団長の掌は爪が食い込み血が出た跡だらけ、口の中の歯は削れてボロボロだった。


「誰かが倒れるのを見るたびに手を握りしめ、歯を食いしばり耐えるんだ。

これが団長の仕事だと言い聞かせてな。

甘いことを言うな!


諸侯になるのは自分で決めたことだろう!

お前が死んだら、家族・家臣・領民は喰い物にされ、飢えて泣くのだぞ。

しっかりしろ、ダニエル!」


そこで一息入れて、エールを飲み干し言葉を続ける。


「ダニエル、お前はこれまでよくやってきた!

誰も褒めなくとも俺が褒めてやる。

俺も、お前がいきなり諸侯となり軍を率いて大丈夫かと思った。

だが、見事に勝利したじゃないか。


お前の背中は小さくない。

家族も仲間も領民も乗せられるデカい背中だ。


烏滸がましいが、俺はお前の育ての父だと思っている。

父として、お前を誇りに思うぞ!」


ダニエルは団長に心から褒めてもらえて、嗚咽する。

「ウッウッ、団長!ありがとうございます!」


こんな姿は、幼い頃から面倒を見てもらった団長以外には見せられない。


初めて愚痴を吐き出し、そして一番認めてもらいたかった人に褒められスッキリしたダニエルは、王に詫びを入れ、関係修復に努めることを約束した。


まだここで飲むという団長と別れ、ダニエルはいい気分で飲み屋街を彷徨う。

「ダニエル様!」

鈴を転がすような、綺麗な少女の声が聞こえた。

振り向くと、イングリッドが居て、店の買い物に行く途中だと言う。


「一緒に行こう。
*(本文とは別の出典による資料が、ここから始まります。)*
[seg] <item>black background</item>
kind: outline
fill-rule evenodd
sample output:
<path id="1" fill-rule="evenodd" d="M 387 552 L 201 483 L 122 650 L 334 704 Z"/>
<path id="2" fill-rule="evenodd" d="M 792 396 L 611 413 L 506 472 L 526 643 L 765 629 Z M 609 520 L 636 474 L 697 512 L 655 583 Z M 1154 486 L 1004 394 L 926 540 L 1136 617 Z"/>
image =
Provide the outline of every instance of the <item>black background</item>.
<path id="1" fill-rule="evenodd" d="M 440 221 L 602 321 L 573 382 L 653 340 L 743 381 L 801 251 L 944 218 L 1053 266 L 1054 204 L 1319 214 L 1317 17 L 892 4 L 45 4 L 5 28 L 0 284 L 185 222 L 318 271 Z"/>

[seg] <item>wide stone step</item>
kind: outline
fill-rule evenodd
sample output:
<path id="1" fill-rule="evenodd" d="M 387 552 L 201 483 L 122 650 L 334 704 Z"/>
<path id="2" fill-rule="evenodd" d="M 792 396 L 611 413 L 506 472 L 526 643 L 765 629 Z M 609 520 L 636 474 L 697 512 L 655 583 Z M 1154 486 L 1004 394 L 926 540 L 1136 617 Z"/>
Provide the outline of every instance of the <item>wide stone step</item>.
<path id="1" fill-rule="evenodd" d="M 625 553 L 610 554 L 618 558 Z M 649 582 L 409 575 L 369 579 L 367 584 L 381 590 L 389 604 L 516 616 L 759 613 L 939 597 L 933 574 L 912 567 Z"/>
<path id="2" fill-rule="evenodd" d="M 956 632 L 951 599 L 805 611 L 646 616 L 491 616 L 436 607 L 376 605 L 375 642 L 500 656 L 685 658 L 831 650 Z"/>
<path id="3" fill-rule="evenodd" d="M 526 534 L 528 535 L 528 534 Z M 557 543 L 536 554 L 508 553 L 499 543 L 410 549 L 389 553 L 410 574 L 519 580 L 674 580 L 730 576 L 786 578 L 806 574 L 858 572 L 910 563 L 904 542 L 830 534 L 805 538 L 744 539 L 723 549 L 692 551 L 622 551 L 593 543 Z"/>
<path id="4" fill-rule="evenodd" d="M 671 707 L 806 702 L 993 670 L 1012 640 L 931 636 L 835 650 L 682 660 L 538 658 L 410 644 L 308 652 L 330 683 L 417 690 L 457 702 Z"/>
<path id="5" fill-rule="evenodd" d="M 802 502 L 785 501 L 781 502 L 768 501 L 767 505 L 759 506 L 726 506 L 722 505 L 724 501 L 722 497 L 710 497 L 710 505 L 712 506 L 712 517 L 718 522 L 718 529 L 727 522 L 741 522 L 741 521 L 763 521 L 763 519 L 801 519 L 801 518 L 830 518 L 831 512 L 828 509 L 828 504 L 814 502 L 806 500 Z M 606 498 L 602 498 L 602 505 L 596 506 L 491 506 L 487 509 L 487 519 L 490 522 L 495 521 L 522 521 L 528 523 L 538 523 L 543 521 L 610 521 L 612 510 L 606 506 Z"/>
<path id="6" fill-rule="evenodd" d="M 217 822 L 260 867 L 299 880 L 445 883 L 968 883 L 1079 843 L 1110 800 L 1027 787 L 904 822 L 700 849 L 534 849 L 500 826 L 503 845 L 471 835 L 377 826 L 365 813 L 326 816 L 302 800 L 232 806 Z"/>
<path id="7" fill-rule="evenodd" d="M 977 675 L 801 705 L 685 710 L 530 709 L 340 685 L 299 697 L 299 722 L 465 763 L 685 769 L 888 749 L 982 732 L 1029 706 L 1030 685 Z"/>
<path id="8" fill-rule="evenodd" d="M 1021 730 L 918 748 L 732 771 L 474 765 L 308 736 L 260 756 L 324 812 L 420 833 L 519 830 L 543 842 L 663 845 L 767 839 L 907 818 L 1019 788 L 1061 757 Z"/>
夜道は危ない」


「戦争から無事に戻られたのですね。

心配してたのですよ」


ダニエルは、懐から美しいブローチを渡す。

「お土産だ。イングリッドによく似合うと思って買ってきた」


「ありがとうございます。嬉しいですわ」


イングリッドと歩きながら、買い物袋を持ってやり、血腥いところを避け、面白おかしくエーザン攻めの話をする。


イングリッドは聞き上手で、相槌を打ち、笑ったり怖がったり、楽しく話をするうちに、『エールエルフ』に着く。


「ダニエルさん、よく来たねえ。

イングリッドとそう並ぶと若夫婦のようだ。

アンタもいい歳だし、この娘を貰ってやったらどうだ?」

女将が顔を出して軽口を叩く。


「嫌だ。からかわないで下さいな」

イングリッドは顔を赤らめて奥に入ってしまった。


(何もなければ百人隊長に出世して、イングリッドを妻にしていたかもなあ)

ダニエルは思わず夢見るが、店の中から声がかかる。


「ダニエル、早く入って今度のエーザン戦の話をしてくれよ。

ダニエル様と聖騎士団長の一騎打ちは凄かったらしいな」


「ああいう人こそ生まれながらの英雄と言うんだろうな。

迷いなく正しく決断して、戦い勝つ。

ダニエル様に付いていけば間違いないと兵は自慢していたぞ」


ダニエルは、それを聞いてなんとも言えない気分で店に入り、一介の騎士ダニエルとして、いつもの酔客達と話をする。


(たまには貧乏騎士ダニエルに戻らないとオカシクなるよ)

ダニエルにとって、仮面をつけずに素に戻れるこの店は、貴重な心のリフレッシュの場所である。